Jameson in lecture mode is easier to read than his normal and, very dense, academic prose. In the lectures he gives you the historical context for a chain of post WWII French thinkers from Sartre to Latour. Jameson knew many of these people personally, and the lectures have an often funny, gossipy tone.
If, like me, you went to grad school in the 80s or 90s you likely got a dose of French postmodern theory. If also, like me, you studied music, or art or literature you likely got that theory secondhand, from a well meaning professor who perhaps lacked the philosophical chops to give the contextualization for theorists such as Foucault and Derrida. Jameson’s book corrects a lot of misconceptions I had about this period. Jameson has the background to engage with and explain their thinking. Let me also note here that most of the critics of postmodern theory haven’t bothered to actually read it (I’m looking at you Jordan Peterson). Admittedly it ain’t beach reading but that’s not a bug it’s a feature.
It’s true that some of these French thinker-dudes ran their conceptual ships ashore on the rocks of extreme skepticism and dense prose. In so doing they inadvertently created an anti-metanarrative-metanarraive of avoidance and rhetorical vagueness. That said, we live in a media landscape they anticipated and this is, perhaps, their most enduring legacy, despite the fact that most of them died at the advent of personal computers.
I recently stumbled on an Instagram rise and grind influencer who explained, without knowing it, Baudrillard’s version of sign theory. To overly simplify, the Mercedes logo doesn’t refer to a car, it refers to things like “luxury” and “freedom”. This influencer knows sign theory intuitively, uses it to make money and even authored a book that’s kind of what would happen if Jean Baudrillard wrote a version of Rich Dad, Poor Dad. I think this demonstrates why it’s helpful to have some postmodern theory in your understandin’ toolkit to navigate the moment we all find ourselves in.

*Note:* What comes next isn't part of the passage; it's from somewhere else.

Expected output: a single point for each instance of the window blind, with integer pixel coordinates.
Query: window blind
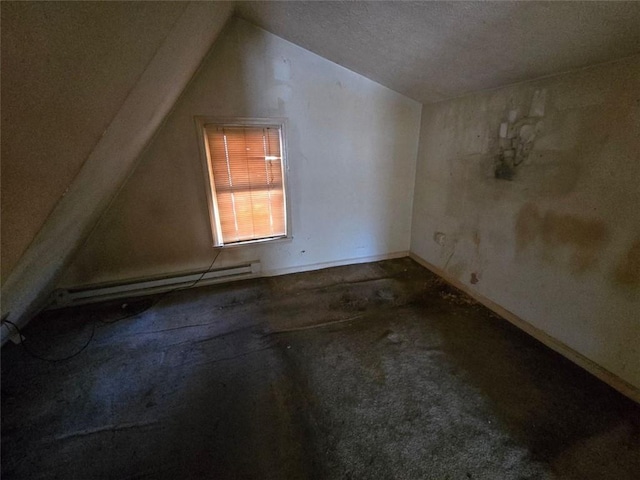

If you’re a theory-head you’ll love Gilles Delueze riffing on topics in alphabetical order for six whole hours (!). Someone has thoughtfully uploaded a subtitled version to Archive.org. It’s hard to believe, in our idiotic present, that this kind of content used to be on mainstream television. Lest you think this is just a French thing I’ll point out that, when philosopher Henri Bergson came to New York to do a guest lecture in 1913, he caused the first ever traffic jam on Broadway(1). If you’ve only got an hour and a half of theory-time, there’s also a great documentary about Derrida on Kanopy.